2008 sees another significant product introduced in an equally significant market for Cisco: the Nexus 7000 data center switch. The Nexus forms the core of Cisco's next-generation data center network, which will be designed to support a "fabric" for unified computing, networking and storage. It is intended to succeed the entrenched Catalyst 6500 in data center networks.

2008

Also in 2008, Cisco denies allegations that it is aiding the Chinese government in suppressing the Falun Gong movement.
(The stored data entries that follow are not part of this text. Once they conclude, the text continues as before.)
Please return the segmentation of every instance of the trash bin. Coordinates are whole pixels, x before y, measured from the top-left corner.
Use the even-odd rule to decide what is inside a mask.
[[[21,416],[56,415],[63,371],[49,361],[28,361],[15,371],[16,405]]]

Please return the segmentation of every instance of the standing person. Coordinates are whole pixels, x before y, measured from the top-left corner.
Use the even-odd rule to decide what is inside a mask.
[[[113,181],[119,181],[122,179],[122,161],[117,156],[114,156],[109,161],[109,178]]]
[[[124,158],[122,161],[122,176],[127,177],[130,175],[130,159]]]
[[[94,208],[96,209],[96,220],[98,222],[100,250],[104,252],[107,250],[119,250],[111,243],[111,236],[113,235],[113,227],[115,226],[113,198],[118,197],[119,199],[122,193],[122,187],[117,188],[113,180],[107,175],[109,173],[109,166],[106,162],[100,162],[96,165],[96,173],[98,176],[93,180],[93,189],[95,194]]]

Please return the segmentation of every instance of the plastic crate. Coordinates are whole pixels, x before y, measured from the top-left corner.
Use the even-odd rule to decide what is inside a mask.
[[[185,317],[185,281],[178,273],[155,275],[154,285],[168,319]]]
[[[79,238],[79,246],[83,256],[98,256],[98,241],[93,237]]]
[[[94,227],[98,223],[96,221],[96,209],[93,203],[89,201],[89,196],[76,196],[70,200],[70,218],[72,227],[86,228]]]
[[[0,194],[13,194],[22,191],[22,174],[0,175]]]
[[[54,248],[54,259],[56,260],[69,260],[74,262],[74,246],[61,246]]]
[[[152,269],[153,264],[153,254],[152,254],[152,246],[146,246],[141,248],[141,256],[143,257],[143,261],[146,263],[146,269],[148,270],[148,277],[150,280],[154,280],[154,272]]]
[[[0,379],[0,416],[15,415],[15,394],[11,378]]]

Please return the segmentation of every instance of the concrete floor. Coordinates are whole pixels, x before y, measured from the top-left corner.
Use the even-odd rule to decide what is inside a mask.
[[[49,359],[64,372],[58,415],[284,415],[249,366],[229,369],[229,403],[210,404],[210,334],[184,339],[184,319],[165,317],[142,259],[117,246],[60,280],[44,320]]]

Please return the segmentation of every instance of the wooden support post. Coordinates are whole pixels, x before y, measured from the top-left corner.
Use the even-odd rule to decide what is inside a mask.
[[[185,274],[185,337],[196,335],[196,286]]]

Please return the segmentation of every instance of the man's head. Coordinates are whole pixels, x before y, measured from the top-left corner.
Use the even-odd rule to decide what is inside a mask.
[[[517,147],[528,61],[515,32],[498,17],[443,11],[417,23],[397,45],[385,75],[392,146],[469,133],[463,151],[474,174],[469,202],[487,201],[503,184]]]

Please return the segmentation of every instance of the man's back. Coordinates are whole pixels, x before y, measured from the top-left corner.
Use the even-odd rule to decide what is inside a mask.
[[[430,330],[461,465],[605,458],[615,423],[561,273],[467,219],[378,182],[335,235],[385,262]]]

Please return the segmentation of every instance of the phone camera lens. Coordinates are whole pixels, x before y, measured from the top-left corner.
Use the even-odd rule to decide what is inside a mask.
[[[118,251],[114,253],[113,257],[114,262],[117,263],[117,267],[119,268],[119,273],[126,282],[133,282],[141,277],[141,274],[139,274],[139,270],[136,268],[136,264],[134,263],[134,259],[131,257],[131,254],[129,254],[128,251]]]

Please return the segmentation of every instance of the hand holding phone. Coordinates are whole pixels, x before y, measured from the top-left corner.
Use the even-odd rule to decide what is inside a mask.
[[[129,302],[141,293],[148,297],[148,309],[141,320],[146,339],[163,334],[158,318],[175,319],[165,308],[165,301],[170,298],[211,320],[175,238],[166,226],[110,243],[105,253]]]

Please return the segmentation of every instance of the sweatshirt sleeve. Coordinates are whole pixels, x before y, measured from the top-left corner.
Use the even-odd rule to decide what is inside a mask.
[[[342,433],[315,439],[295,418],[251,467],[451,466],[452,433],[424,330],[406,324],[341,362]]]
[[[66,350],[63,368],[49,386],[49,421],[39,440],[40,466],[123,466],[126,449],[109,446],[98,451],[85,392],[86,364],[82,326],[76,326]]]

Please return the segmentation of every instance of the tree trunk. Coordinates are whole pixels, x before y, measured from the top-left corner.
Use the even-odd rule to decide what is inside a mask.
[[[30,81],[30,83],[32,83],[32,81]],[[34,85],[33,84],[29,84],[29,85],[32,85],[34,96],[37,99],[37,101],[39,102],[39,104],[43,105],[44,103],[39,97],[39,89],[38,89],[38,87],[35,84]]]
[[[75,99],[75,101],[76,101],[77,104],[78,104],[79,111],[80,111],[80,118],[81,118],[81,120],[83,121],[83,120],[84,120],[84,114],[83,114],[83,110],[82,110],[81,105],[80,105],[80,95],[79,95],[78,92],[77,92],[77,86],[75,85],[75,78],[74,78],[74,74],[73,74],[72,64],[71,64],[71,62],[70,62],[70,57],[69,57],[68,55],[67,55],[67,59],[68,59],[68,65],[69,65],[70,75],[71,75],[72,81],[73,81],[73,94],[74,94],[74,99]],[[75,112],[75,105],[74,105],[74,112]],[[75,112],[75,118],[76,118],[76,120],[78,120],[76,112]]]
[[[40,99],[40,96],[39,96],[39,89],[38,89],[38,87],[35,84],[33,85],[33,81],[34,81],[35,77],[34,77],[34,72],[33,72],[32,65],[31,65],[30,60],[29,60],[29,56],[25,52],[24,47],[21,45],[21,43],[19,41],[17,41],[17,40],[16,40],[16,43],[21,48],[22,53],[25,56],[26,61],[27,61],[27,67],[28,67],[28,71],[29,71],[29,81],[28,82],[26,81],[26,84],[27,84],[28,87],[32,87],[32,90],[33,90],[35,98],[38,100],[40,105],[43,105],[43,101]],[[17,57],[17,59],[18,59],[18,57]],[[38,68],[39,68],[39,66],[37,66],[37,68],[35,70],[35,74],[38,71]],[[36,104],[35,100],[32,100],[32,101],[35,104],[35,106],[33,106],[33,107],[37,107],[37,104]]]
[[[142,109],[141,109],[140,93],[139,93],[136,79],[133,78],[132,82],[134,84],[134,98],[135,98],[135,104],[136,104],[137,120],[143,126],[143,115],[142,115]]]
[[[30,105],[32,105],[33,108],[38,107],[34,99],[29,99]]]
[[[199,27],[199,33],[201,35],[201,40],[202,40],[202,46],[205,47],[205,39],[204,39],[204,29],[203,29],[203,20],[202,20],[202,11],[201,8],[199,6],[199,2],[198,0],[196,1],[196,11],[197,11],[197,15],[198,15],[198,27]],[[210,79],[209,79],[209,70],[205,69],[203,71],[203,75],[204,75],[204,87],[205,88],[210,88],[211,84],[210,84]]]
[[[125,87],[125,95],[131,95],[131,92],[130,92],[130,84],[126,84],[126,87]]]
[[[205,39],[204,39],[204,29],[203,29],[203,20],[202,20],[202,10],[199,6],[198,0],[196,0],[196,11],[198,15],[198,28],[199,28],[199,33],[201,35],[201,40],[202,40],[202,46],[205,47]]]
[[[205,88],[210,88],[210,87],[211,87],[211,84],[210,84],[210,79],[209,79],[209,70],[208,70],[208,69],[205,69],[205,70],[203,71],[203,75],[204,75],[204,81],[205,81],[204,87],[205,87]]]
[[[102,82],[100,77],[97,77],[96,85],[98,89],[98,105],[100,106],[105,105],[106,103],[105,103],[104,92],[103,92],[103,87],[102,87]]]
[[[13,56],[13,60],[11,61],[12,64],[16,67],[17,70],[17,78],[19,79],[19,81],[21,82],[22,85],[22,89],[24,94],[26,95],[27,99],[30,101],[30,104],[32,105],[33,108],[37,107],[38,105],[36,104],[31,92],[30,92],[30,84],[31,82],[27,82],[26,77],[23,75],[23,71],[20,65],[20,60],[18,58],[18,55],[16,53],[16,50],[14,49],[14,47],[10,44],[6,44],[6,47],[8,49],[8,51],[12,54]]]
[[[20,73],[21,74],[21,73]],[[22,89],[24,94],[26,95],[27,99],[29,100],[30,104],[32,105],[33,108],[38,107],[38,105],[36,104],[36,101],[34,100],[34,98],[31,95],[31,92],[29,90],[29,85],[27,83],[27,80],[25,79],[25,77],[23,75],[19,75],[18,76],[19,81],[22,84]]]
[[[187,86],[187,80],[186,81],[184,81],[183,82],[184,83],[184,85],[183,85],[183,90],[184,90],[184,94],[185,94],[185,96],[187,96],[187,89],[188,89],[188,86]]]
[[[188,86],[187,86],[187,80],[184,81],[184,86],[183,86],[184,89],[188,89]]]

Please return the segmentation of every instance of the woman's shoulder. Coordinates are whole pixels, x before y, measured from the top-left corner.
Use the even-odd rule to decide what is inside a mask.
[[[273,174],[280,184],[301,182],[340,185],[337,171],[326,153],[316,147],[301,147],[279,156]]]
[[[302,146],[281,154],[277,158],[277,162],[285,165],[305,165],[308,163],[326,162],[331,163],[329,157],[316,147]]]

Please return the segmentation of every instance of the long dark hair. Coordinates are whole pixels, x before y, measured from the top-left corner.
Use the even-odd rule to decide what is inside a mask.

The allegations are connected to a 2002 PowerPoint document written by a Cisco engineer that refers to suppression of the Falun Gong religious group and "other hostiles." The document leads to two lawsuits against Cisco charging complicity with the Chinese government, charges that Cisco denies.

2009

Cisco hits another major product milestone and enters a new market in 2009 with the introduction of the Unified Computing System (UCS). UCS combines servers, switching, virtualization and storage access in an integrated system designed to unify the disparate elements of a data center. It marks Cisco's entry into the blade server market and essentially the end of its longtime partnerships with HP and IBM.

2009

Also in 2009, Cisco is added to the Dow Jones Industrial Average, a listing of 30 major stocks selected to reflect the overall U.S. stock market. The listing is an indication of Cisco's influence on the overall economy, not just in technology.

2009

Cisco celebrates the Dow designation and its entry into the blade server market by commemorating its 25th anniversary at the end of 2009. In 25 years, Cisco went from being a startup to a dominant presence in enterprise networking with annual revenue of $40 billion and a market capitalization of $132 billion (in 2009).

2011

Using terms like "transformation" and "reinvention," Cisco in 2011 embarks on a wrenching restructuring after years of torrid growth through acquisition and expansion into tens of adjacent markets. The rapid expansion hurt Cisco's core routing and switching businesses, and the company is forced to eliminate more than 12,000 Cisco jobs and cut nonessential product lines and markets, like the consumer-oriented Flip pocket videocam (pictured) and the Umi home TelePresence unit. The moves mark Cisco's re-engagement with, and dependence for future growth on, its core routing and switching businesses.

2011

Also in 2011, Cisco's effort to extradite a former employee to the U.S. from Canada to face hacking charges is denied by the Canadian court, which then accuses Cisco and U.S. authorities of duping Canada into arresting him. Peter Alfred-Adekeye (pictured) was arrested by Mounties in Vancouver while testifying in a countersuit that Cisco had filed after Alfred-Adekeye sued Cisco for anti-compeitive practices. But the British Columbia Supreme Court said Cisco orchestrated the arrest to intimidate Alfred-Adekeye from pursuing his antitrust case against the company.